Tout allait bien quand,
une nuit, sa mère fit un rêve: elle rêva de son petit Niccolò qui jouait
du violon, en soliste, devant un grand orchestre! Quel rêve! La famille en fut émue et on décida que les garçons allaient apprendre le violon; le frère aîné de
Niccolò, Carlo, fut lui aussi violoniste.
Le 27 octobre 2017 Niccolò
Paganini vient de souffler ses 235 bougies. Quelle fête! Non, je n'ai pas oublié.
Comment j'eusse pu oublier? J'y ai pensé tout le temps!

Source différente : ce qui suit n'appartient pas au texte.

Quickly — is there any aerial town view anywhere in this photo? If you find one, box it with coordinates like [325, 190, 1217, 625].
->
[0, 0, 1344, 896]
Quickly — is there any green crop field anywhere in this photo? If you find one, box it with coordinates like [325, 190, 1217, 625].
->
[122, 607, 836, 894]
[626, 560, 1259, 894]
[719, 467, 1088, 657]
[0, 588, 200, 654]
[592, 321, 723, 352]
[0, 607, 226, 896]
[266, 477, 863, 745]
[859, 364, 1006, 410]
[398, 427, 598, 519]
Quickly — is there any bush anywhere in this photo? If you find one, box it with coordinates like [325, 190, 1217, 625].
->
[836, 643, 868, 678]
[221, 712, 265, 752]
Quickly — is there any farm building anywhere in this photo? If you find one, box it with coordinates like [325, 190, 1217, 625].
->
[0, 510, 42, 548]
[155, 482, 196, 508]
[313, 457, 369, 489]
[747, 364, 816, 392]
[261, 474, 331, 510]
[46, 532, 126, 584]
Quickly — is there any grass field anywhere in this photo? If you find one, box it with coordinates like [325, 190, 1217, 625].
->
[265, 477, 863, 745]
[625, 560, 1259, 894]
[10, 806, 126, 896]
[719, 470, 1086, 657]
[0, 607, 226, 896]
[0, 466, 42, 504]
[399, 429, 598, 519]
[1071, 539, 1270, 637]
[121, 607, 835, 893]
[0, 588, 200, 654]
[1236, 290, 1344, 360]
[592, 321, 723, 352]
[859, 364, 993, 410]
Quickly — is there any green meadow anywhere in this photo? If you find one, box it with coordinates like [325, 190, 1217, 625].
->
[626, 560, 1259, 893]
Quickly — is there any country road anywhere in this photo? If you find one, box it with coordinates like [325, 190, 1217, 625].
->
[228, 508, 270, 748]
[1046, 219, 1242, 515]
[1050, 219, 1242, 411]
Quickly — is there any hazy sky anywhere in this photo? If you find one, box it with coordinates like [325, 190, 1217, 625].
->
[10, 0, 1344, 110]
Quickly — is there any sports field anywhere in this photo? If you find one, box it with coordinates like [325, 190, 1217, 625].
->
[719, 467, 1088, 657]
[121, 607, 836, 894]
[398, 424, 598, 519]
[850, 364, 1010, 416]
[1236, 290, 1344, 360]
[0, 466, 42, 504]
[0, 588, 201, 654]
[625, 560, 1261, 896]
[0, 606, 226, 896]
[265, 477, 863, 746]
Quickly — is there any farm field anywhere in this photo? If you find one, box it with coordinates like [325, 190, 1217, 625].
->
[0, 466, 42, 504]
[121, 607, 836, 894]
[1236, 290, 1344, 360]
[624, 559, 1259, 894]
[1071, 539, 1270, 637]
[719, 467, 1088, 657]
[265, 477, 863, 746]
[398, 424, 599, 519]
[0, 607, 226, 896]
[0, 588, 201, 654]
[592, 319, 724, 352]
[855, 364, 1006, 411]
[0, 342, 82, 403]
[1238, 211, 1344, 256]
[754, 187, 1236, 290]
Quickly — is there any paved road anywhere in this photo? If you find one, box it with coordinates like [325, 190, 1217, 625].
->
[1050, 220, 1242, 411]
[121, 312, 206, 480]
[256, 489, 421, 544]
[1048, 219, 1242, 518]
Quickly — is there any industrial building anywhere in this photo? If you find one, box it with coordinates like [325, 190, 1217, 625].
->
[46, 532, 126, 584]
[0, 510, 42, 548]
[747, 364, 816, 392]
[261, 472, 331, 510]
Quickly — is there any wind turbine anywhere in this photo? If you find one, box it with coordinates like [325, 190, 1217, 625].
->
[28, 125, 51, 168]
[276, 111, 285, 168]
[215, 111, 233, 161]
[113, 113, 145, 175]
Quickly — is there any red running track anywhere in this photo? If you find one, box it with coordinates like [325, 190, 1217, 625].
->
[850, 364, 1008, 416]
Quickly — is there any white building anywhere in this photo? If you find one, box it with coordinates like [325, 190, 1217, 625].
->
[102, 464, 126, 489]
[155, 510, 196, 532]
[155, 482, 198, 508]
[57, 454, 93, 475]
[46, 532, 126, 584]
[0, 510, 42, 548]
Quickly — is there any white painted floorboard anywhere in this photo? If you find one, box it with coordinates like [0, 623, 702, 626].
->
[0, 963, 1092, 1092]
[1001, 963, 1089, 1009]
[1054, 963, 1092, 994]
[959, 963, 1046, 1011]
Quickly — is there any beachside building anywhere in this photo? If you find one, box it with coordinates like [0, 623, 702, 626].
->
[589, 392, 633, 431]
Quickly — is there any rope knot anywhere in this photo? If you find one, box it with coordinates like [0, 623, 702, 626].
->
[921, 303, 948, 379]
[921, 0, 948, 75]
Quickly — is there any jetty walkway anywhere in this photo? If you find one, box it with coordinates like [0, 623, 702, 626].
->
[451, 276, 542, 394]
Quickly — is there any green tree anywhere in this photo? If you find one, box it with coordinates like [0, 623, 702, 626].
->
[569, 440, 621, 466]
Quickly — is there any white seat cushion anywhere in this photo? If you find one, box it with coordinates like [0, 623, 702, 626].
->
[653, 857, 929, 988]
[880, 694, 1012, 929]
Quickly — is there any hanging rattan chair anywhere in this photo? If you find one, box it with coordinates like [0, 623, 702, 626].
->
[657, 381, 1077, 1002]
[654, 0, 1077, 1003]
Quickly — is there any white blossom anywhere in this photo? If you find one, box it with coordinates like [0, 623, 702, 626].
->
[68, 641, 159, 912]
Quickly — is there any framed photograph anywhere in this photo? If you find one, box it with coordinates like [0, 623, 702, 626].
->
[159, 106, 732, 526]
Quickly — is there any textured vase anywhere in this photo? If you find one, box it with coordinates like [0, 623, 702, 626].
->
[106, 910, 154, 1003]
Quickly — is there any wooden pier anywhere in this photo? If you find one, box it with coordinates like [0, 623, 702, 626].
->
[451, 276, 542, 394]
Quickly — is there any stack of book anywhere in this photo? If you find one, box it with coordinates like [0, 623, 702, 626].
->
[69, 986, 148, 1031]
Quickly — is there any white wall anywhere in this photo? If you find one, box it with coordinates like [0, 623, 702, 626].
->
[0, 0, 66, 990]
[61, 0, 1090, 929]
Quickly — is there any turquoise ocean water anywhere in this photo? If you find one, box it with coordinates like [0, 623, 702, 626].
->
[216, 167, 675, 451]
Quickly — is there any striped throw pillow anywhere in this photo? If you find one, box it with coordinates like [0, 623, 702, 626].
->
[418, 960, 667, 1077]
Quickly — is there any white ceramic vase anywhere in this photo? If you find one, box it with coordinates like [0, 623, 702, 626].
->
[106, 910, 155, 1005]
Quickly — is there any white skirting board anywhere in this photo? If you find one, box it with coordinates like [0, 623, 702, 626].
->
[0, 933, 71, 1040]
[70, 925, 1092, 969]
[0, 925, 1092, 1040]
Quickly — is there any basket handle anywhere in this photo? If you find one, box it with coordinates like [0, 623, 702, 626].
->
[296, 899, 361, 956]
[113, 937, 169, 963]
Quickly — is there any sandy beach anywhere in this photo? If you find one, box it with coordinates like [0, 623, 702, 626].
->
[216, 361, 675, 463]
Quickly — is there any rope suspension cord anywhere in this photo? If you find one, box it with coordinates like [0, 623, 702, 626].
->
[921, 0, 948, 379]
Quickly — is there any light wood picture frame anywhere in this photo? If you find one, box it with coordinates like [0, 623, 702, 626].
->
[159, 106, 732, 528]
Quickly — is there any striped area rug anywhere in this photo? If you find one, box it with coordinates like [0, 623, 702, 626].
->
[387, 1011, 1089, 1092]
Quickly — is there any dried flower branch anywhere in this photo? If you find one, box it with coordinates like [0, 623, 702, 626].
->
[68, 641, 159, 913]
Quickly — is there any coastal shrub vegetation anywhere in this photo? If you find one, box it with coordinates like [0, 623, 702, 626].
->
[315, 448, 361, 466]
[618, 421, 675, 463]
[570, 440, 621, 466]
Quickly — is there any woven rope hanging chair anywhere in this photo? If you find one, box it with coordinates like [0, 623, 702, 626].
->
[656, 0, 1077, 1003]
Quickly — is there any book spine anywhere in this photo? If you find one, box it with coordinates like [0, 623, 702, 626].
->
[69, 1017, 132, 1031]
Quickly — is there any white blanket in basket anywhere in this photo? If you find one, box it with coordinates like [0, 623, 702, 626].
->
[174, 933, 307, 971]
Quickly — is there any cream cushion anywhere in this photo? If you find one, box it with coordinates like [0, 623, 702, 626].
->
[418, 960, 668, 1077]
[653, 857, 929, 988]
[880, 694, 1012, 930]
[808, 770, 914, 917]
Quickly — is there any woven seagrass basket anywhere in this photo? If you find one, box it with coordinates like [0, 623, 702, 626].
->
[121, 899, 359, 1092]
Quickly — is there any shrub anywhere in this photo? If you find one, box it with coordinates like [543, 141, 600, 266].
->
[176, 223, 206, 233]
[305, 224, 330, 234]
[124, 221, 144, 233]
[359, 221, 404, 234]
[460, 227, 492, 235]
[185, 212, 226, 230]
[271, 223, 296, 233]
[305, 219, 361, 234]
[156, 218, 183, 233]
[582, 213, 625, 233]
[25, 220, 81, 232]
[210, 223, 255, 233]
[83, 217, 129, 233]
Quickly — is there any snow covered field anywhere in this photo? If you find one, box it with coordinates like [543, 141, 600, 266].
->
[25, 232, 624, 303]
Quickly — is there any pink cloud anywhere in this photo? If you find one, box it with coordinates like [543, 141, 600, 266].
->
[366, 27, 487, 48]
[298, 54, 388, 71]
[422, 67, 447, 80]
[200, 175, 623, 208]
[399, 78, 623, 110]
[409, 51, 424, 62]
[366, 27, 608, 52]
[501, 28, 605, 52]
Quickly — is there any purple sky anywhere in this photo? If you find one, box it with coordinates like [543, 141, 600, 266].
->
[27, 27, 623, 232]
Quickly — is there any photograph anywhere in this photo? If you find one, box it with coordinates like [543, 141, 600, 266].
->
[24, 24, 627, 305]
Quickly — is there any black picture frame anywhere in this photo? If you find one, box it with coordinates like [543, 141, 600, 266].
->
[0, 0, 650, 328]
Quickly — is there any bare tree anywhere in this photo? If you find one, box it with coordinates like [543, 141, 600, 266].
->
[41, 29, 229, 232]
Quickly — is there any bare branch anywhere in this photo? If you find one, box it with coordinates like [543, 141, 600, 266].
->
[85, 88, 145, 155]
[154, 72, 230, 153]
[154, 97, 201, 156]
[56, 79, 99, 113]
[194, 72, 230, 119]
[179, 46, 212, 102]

J'avais déjà choisi les
morceaux de musique par lesquels j'allais le célébrer, mais un emploi du temps
très chargé, le trafic, la fatigue et les événements tragiques du temps dernier
(la mort prématurée de Hvorostovsky qui nous a tant affligés) m'ont empêchée de
m'en occuper. J'y suis arrivée en retard, voilà tout, mais je pense que mieux
vaut tard que jamais. L'important est de ne pas manquer l'événement, vu que
c'est à un phénomène qu'on assiste: quelque chose d'inouï et d'époustouflant.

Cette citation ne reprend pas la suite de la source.